The directory is not read as a flat collection of files. The slicer appends a 1-based plate index to the base path, so plate 1's data lives in <dir>/1/, plate 2's in <dir>/2/, and so on. Inside each plate subdirectory, one JSON file exists per sliced object, named obj_<identify_id>_<region_count>_<region_config_hash>.json. The identify_id is the loaded_id written into the 3MF model instance at save time (falling back to the internal runtime ID for 3MFs that predate that field). The region_count is the total number of print regions on the plate, and region_config_hash is a combined hash over every region's config block. Both values are recomputed from the live job at load time and used to construct the expected filename; if no file with that name exists, the object is skipped with a warning log entry rather than treated as an error. What the JSON encodes is the full per-object processing output: per-layer sliced polygons, layer bounding boxes, overhang polygons, support layers, per-layer region data (perimeters and fill extrusion entities), and first-layer groupings.
When cache data loads cleanly, the slicer marks all per-object processing steps (slice, perimeters, infill, ironing, support generation) as done without executing them, then proceeds directly to wipe tower planning and G-code export. Objects whose cache files are missing but that are geometrically identical to a cached sibling on the same plate inherit that sibling's layers via the shared-object mechanism. Objects with no cache file and no matching sibling are re-sliced normally in the same pass without aborting the job. If the plate directory itself is absent, or if any JSON file fails to parse, the entire plate falls back to normal slicing with a warning log entry; no error exit occurs. Because --load-slicedata never aborts on a miss, a stale or partial cache directory degrades to a full re-slice rather than stopping the pipeline.
Watch out for
- ▲ Cache lookup is keyed on the model instance's saved ID plus a combined hash of all plate-level region configs, not on any geometry hash. If you modify object meshes in the 3MF between the export and load runs without changing slice settings, the old cache files will still match by name and the stale geometry will be used without warning.

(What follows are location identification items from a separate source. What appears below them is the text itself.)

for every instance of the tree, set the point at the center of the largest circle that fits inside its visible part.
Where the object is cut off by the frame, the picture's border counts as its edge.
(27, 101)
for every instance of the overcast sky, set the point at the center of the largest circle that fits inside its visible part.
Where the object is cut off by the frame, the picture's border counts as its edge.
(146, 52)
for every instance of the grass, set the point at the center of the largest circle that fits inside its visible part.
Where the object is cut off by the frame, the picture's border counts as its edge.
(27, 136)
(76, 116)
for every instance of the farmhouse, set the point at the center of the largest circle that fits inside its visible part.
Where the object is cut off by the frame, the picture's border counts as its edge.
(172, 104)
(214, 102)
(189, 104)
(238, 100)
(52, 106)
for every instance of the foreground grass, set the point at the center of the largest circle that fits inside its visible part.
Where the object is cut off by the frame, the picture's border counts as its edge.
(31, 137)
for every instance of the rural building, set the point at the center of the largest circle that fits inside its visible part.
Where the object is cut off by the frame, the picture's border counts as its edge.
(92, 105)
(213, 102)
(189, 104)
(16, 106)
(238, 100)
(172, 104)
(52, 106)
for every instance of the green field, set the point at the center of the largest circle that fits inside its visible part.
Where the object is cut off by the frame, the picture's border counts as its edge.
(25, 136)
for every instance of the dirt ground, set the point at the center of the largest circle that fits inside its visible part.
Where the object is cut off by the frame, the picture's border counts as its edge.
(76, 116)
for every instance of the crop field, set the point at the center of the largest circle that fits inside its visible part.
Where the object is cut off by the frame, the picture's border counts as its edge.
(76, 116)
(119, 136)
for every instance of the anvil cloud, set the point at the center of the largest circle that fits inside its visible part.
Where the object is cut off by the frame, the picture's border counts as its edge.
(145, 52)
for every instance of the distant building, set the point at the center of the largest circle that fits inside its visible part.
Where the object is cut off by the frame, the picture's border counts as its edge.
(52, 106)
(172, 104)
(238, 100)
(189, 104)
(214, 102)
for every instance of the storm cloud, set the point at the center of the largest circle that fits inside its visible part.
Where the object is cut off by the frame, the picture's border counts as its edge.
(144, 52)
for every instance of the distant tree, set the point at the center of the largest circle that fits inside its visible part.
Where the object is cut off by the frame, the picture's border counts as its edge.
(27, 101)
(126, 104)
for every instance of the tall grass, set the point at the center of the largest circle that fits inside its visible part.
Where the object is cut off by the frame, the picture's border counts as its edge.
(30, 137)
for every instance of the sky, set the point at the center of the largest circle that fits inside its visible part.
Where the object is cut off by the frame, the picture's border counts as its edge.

- ▲ Combining `--load-slicedata` with `--repetitions` is a hard error that exits before slicing begins. When the loaded 3MF was created for a different printer bed than the currently loaded profile -- causing the slicer to internally remap object positions to fit the new bed -- using `--load-slicedata` emits a warning but continues; the cached geometry was computed for the original positions and will not reflect the remapping, so the resulting G-code paths may be mispositioned.
- ▲ The cache captures the full per-object processing output, from mesh slicing through perimeter generation, infill, ironing, and support generation. Wipe tower planning and final G-code export always run unconditionally on every invocation. What the cache bypasses is the per-object slicing pipeline, not just the geometry stage.